A Dog — or Child — Bite Has Killed Your Standing Desk? Do Like Doug Barry and Fix It!
An Espressif ESP32-S3 microcontroller and USB macropad stand in for a chewed-up motorized sit-stand desk's control panel.
System administrator and maker Doug Barry has brought a dead powered sit-stand desk back to life, by building it a new control panel powered by an Espressif ESP32-S3 microcontroller.
"I was gifted the remaining parts of a height-adjustable desk from a family member. The surface of the desk was being re-used for something else, and the control panel (keypad) was non-functional," Barry explains. "That had suffered from either a dog bite, or a child bite, we'll never know. Either way, the bite had severed what I later found out was the trace to GND."
The original control panel was simple enough: five domed switches, each of which pulls its particular line to ground. Pressing a switch activates the desk's motor — lowering or raising the desk surface to pre-set or custom heights — but only if the contact is actually made.

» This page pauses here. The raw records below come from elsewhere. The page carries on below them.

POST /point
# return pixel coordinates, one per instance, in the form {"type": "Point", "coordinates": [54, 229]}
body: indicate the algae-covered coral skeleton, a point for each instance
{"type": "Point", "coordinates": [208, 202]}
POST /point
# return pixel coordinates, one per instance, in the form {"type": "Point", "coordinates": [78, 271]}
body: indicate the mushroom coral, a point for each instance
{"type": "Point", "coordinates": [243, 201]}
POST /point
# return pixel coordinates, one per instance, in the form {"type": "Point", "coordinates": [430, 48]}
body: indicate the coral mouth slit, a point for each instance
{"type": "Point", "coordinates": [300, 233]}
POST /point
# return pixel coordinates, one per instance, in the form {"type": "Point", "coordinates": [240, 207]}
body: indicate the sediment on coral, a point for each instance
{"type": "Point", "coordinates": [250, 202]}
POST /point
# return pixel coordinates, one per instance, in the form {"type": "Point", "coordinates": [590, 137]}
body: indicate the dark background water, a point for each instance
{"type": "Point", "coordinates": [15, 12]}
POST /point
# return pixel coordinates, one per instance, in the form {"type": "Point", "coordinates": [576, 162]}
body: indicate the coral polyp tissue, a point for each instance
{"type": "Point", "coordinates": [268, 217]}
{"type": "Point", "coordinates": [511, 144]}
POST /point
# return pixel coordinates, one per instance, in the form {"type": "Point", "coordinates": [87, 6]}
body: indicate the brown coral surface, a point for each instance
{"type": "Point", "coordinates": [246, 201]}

While it should be possible to repair the broken trace, Barry opted instead to throw away the original panel and build something new.

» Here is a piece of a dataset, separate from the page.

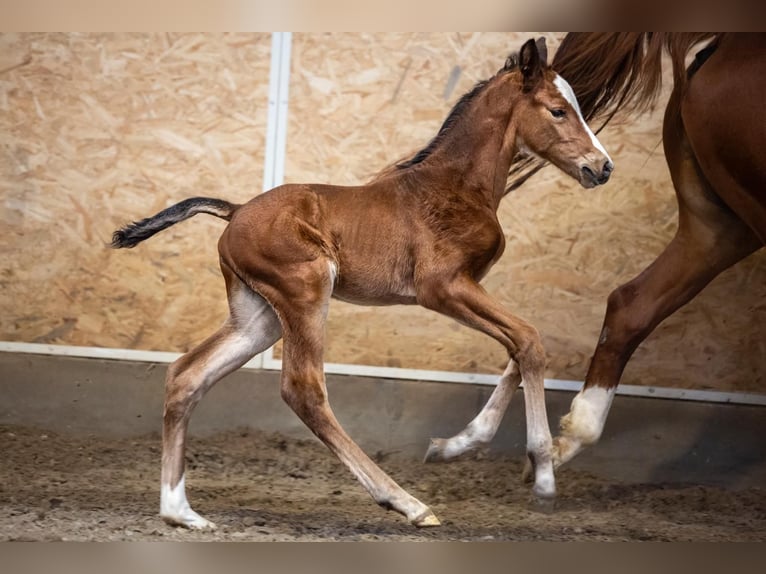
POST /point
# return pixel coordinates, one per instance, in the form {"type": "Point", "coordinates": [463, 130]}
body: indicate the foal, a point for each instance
{"type": "Point", "coordinates": [424, 231]}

Using a cheap five-key macropad connected to an Espressif ESP32-S3 microcontroller, acting as a USB Host, Barry was able to replicate the functionality of the original controls — only now with pleasing mechanical keyswitches. "Sure enough," Barry says of the experiment, "the desks motorised functions still worked."
The project is documented on Hackaday.io; source code has been uploaded to GitHub under the permissive MIT license, though Barry describes it as a "minimum viable product and not my best work!"